Molnár, Tamás Levente. 2021. „The Security Perception and Security Policy of Austria, 1989–2017“. Defense & Security Analysis 37 (1): 66–79. https://doi.org/10.1080/14751798.2020.1831234.

Tamás Molnár beleuchtet in seinem Beitrag, inwiefern sich die Wahrnehmung von Bedrohungen und Sicherheit in Österreich auf die Sicherheitspolitik des Landes auswirkt.
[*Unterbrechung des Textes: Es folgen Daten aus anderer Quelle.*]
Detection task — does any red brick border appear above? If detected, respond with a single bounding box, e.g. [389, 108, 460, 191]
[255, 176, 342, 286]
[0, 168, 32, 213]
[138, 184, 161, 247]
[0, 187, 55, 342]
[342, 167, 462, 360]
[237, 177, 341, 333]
Molnár zeigt damit nicht nur den Wandel der Sicherheitswahrnehmung ab 1989, sondern unterstreicht auch wie das Thema Migration zunehmen versicherheitlicht wird und die sicherheitspolitische Debatte in Österreich der letzten Jahre dominiert.

Müller, Patrick. 2016. „Europeanization and Regional Cooperation Initiatives: Austria’s Participation in the Salzburg Forum and in Central European Defence Cooperation“. ÖZP – Austrian Journal of Political Science 45 (2): 24–34. https://doi.org/10.15203/ozp.1102.vol45iss2.

Patrick Müller zeigt in diesem Beitrag eindrucksvoll, welchen Erfolg Österreich bei regionalen Kooperationen im sicherheitspolitischen Bereich hatte. Während die Bilanz bei äußerer und militärischer Sicherheit eine sehr durchwachsene ist, konnte Österreich im Bereich der inneren und polizeilichen Sicherheit wichtige Akzente auf europäischer Ebene setzen.

Skuhra, Anselm. 2006. „Österreichische Sicherheitspolitik“. In Politik in Österreich: Das Handbuch, herausgegeben von Herbert Dachs, Peter Gerlich, Herbert Gottweis, Helmut Kramer, Volkmar Lauber, Wolfgang C. Müller und Emerich Tálos, 838–861. Wien: Manz.

Der Beitrag von Anselm Skuhra bietet einen hervorragenden Überblick über die Entwicklung der militärischen Sicherheitspolitik von 1945 bis zum Ende des Ost-West-Konflikts und zeigt, welche Auswirkungen das Ende der System-Konfrontation und die Integration in die Europäischen Union auf Österreich hatten.